Supporting data for "Chromosome‐level genome assembly of the black widow spider Latrodectus elegans illuminates composition and evolution of venom and silk proteins"
We assembled the L. elegans genome using Nanopore long-reads. The genome size is 1.57 Gb with contig N50 of 4.34Mb and scaffold N50 of 114.31 Mb. Hi-C scaffolding assigned 98.08% of the genome to 14 pseudo-chromosomes, and BUSCO (Benchmarking Universal Single-Copy Orthologs) completeness analysis revealed that 98.4% of the core eukaryotic genes were completely present in the genome assembly. Annotation of the L. elegans genome assembly identified that repetitive sequences account for 506.09 Mb (32.30%) and 20167 protein-coding genes, among which 81.03% have functional annotation terms. Phylogenetic analysis showed that L. elegans is closely related to the house spider Parasteatoda tepidariorum (Theridiidae) and that they diverged from a common ancestor ∼73.0 million years ago. The relatively high evolution rate suggests that L. elegans evolved under strong selection pressure. Based on genome-wide comparative analysis, we identified and 39 toxin proteins and 26 spidroin.
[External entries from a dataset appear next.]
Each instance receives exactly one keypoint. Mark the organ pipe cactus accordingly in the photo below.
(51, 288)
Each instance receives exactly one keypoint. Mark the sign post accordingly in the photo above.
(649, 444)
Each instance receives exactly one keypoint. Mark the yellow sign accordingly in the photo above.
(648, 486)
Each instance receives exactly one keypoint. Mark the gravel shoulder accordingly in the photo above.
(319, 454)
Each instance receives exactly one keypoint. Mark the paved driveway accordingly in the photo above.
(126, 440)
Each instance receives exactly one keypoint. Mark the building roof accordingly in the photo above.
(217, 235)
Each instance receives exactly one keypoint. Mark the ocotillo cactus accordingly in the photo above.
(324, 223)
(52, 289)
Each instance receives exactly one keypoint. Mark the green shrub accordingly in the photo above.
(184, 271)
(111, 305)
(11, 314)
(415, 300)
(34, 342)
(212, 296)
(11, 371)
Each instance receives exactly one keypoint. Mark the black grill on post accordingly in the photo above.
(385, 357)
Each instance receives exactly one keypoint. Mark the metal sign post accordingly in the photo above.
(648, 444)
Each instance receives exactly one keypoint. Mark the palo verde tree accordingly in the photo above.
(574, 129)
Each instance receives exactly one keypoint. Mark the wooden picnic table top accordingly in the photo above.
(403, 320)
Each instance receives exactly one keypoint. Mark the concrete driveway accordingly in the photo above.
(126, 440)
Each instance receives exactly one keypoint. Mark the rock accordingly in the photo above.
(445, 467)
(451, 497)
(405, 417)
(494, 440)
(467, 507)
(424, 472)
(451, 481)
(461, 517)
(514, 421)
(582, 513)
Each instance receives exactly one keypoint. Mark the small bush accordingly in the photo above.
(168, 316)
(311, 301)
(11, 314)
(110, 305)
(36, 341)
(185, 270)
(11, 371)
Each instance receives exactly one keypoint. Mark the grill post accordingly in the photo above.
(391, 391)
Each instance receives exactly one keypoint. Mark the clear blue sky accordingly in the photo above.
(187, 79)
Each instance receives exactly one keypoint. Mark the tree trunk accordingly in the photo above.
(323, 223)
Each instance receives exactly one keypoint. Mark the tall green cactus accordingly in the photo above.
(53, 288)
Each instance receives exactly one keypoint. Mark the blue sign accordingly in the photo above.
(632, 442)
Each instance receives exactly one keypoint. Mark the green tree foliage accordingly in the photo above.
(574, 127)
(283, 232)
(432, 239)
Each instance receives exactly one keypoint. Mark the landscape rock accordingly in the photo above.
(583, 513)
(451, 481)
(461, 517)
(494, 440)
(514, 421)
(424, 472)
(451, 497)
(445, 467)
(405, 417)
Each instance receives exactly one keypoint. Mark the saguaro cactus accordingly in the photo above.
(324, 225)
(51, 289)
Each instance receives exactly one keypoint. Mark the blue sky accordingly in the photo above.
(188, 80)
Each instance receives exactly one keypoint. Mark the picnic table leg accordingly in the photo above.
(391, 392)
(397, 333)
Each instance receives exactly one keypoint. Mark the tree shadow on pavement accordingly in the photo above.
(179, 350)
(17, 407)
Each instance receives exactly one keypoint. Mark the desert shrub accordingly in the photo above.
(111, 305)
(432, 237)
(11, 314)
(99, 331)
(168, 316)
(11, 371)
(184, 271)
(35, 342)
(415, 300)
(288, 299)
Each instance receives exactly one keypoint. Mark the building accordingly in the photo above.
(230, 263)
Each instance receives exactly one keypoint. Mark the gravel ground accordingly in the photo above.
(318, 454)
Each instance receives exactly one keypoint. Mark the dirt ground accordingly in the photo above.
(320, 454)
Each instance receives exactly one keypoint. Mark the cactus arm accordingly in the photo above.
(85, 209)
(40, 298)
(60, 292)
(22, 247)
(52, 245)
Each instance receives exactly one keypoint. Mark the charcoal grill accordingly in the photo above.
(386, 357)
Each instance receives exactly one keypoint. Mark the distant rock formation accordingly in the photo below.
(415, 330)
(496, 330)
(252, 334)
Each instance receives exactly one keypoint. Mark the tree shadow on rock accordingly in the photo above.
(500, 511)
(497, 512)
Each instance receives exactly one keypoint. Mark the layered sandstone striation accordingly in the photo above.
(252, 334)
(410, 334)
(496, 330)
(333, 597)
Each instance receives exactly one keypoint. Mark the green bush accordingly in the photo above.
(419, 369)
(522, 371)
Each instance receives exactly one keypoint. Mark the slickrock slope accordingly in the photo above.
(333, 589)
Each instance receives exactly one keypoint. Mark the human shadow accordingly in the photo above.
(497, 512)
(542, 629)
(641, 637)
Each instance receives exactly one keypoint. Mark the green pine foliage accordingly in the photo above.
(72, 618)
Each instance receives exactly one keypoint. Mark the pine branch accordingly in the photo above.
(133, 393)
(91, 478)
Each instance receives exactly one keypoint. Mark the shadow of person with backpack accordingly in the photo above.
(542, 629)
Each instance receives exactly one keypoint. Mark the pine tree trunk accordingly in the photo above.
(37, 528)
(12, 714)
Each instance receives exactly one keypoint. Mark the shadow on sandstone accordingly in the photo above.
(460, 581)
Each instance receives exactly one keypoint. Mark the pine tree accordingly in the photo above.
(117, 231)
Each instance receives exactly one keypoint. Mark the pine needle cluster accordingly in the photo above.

Among the toxins, latrotoxins experienced substantial gene duplication and diversification in the two Theridiidae spiders. L. elegans latrotoxin genes had higher Ka/Ks ratios compared to those in other species, suggesting rapid evolution of them. We found that L. elegans have remarkably more MiSp and tandem duplication is the main duplication event of the spidroin.
The high-quality L. elegans assembled genome illuminates composition and evolution of venom and silk proteins provides a resource for in-depth exploration and application of them.